Forum Moderators: open

Message Too Old, No Replies

problem with JSESSIONIDs and robot crawlers

JSESSIONIDs combined with the use of Struts with Hibernate

         

KBee

10:34 pm on Aug 17, 2006 (gmt 0)

10+ Year Member



Hi,

I'm having a problem with this. Any ideas?

Our application uses Tomcat and Struts with Hibernate to deliver dynamic web pages. The JSP pages use the c:url tag to automatically append JSESSIONID to links if the client cookies are disabled. For SEO purposes, we’ve tried several approaches to handling JSESSIONIDs so that search engines do not get incorrectly weight pages based on the transient JSESSIONID values. Ultimately, we’ve had to remove all the c:url tags so that the JSESSIONIDs are not generated and add cloaking to our Apache webserver to strip the JSESSIONID from incoming links. However, this has turned out to be a nightmare. The problem is that a bot like Google can visits our website over a thousand times in an hour. Add this to other bots, and we’re in a situation where search bots account for a significant fraction of the total traffic to our website. That’s normally fine; however, when we remove the JSESSIONIDs from the links, a robot crawler jumping from page to page on our website will be interpreted as a new unique user. Every new unique user is automatically assigned a session object by the servlet container. In addition, the use of Struts with Hibernate make it a requirement to have a session object available (since hibernate uses a unique session id to track persistent connections). Our system setup combined with removing the JSESSIONIDs from all urls on the website overwhelms our servlet container because new session objects are spawned every single time a bot hits our website. The only way to handle this problem, is to put the session-timout setting in the web.xml file down to a very small value (e.g. 1 minute), but then this creates the additional problem of our users inadvertently being logged out after a minute of inactivity. There seems to be no solutions to this problem. If I cater to the search bots, I screw the users. And vice versa. Any suggestions?

KBee

2:59 am on Aug 23, 2006 (gmt 0)

10+ Year Member



Hey does anyone have any ideas about this? I'm getting nowhere with it.

GaryK

5:17 pm on Aug 23, 2006 (gmt 0)

WebmasterWorld Senior Member 10+ Year Member



I hate to let a message go unanswered. However in this case I'm not sure you're asking this question in the correct forum.

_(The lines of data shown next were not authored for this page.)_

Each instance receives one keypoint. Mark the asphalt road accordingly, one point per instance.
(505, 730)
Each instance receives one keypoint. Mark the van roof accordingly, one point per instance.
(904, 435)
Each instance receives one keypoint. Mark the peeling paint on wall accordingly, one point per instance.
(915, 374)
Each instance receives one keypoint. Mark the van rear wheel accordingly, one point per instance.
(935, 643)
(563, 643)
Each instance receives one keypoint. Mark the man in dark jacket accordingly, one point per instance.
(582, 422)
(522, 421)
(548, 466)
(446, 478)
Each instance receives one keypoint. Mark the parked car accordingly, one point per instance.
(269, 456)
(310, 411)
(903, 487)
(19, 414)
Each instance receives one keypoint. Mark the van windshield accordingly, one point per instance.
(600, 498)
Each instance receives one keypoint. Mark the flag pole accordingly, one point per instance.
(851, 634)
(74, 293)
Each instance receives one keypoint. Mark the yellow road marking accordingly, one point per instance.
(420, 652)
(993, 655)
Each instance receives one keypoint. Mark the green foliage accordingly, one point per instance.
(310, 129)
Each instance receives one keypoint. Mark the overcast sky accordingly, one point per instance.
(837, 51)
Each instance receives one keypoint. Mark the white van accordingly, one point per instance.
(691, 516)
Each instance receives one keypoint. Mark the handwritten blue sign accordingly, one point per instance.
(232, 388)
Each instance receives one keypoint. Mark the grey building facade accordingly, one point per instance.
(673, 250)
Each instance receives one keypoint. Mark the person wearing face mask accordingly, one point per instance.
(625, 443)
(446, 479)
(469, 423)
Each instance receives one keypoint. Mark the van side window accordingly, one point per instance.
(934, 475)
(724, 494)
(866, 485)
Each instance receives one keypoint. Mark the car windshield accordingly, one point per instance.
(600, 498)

We're primarily focused on identifying search engine spiders here, not providing technical support.

You might have better luck with your question in one of the more technology-related forums here on WebmasterWorld.

Best of luck to you. :)

volatilegx

2:49 am on Aug 24, 2006 (gmt 0)

WebmasterWorld Senior Member 10+ Year Member



I don't know anything about Struts and Hibernate, but unless you can custom program them to recognize spiders and not assign them session IDs, I think you are going to have to rebuild from the ground up with spiders in mind. It really sounds like a serious problem to me. Have you brought it to the attention of the developers of the packages you are using?

incrediBILL

6:31 pm on Aug 25, 2006 (gmt 0)

WebmasterWorld Senior Member 10+ Year Member Top Contributors Of The Month



KBEE,

Yhe only valid reason I can even think of for adding JSESSIONIDs to the URL would be to allow someone with cookies disabled to use a cart in ecommerce.

If this is in fact the case, which I've implemented in the past, the solution is simple.

Do the following:

1) You only enable JSESSIONIDs when someone that has cookied disabled adds a product to the cart.

2) You disallow all bots from crawling the cart page and checkout process therefore no JSESSIONIDs will ever be displayed to the bots.

If this isn't the case, and your site is being monetized via something like AdSense, the JSESSIONIDs will completely mess up your ad targetting.